Christian Richomme : Quand on parle des "troubles affectifs saisonniers", c'est le terme, on parle d'un phénomène qui touche au moins 5 % de la population. C'est difficile à estimer. Mais je le constate en consultation. Ces troubles jouent sur l'anxiété, qui s'ajoute à la déprime. Il y deux facteurs importants dans cette période : une baisse de la mélatonine, l'hormone du sommeil, et une baisse de la sérotonine, l'hormone du bien-être.

Déprime saisonnière : "on doit faire nous-même le nécessaire"

Planet.fr : Qu'est-ce qui peut amplifier ces troubles ?

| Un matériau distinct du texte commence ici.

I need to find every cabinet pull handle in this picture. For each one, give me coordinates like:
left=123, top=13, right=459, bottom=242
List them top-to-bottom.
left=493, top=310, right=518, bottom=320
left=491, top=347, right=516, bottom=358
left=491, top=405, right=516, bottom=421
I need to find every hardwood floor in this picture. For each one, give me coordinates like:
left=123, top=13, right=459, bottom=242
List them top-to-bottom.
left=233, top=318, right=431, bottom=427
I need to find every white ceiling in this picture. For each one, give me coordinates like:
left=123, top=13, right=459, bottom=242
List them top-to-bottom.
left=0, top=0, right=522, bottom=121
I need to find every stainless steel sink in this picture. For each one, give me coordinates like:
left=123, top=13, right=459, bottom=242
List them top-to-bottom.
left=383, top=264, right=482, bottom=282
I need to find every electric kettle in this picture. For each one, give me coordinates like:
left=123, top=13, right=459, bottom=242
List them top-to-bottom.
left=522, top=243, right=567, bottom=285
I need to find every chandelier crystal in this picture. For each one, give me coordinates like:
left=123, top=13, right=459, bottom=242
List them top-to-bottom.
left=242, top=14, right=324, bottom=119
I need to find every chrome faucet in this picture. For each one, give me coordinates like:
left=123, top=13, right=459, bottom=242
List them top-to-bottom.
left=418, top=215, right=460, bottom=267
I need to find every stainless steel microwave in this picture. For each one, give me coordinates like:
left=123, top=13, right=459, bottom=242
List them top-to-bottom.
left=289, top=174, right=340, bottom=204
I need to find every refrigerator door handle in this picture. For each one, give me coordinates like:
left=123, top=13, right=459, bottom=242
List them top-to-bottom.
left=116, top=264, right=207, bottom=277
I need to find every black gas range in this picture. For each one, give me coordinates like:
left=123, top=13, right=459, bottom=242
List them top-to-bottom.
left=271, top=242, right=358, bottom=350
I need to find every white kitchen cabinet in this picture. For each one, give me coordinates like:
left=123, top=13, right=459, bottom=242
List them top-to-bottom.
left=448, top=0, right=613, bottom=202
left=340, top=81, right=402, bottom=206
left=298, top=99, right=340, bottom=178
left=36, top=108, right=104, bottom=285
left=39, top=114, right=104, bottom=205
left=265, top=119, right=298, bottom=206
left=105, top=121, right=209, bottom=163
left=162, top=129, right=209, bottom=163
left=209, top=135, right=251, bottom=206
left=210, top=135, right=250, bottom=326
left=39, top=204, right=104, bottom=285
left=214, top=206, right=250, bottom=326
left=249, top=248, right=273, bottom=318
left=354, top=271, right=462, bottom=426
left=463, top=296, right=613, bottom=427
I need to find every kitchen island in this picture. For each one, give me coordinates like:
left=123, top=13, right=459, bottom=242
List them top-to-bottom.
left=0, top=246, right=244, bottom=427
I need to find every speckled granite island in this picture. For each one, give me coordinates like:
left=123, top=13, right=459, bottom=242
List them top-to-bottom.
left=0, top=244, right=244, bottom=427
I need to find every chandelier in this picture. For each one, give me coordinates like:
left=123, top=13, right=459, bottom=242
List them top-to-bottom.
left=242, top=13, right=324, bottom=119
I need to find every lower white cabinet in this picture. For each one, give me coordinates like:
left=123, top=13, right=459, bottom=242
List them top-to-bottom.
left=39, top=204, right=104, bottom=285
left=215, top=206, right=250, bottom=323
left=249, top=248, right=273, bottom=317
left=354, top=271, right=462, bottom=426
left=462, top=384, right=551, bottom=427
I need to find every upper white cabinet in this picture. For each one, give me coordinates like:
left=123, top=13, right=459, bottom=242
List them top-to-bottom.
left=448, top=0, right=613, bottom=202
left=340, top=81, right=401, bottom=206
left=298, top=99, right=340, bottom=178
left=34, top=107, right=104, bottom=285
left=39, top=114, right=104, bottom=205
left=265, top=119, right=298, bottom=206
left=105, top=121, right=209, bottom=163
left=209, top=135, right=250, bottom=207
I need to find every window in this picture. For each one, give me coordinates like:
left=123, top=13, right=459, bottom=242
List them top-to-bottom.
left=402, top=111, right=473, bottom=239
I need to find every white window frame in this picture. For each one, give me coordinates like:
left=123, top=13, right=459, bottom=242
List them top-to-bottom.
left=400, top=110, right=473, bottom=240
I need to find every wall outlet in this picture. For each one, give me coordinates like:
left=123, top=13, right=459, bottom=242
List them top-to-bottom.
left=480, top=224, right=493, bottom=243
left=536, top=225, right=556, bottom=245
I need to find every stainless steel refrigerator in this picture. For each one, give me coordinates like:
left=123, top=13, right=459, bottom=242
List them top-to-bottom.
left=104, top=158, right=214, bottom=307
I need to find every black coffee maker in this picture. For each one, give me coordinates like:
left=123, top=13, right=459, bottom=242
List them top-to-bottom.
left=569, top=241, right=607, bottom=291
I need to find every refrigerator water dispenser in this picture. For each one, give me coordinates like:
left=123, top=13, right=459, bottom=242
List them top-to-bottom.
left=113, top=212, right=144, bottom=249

Christian Richomme : On est dans un environnement où il y a moins de lumière, moins de contact avec les autres et moins d'épanouissement personnel. Or, il faut s'adapter à cette période. Nous sommes "des animaux" qui doivent vivre avec les saisons et il ne faut pas l'oublier.  On le voit naturellement au printemps, il y a une "poussée d'envies" : les terrasses des cafés rouvrent, on sait qu'on va voir des gens, les journées s'allongent... Il y a quelque chose qui nous pousse vers l'avant.

Planet.fr : Ce sont les beaux jours qui arrivent enfin, mais comment "passer" l'hiver ?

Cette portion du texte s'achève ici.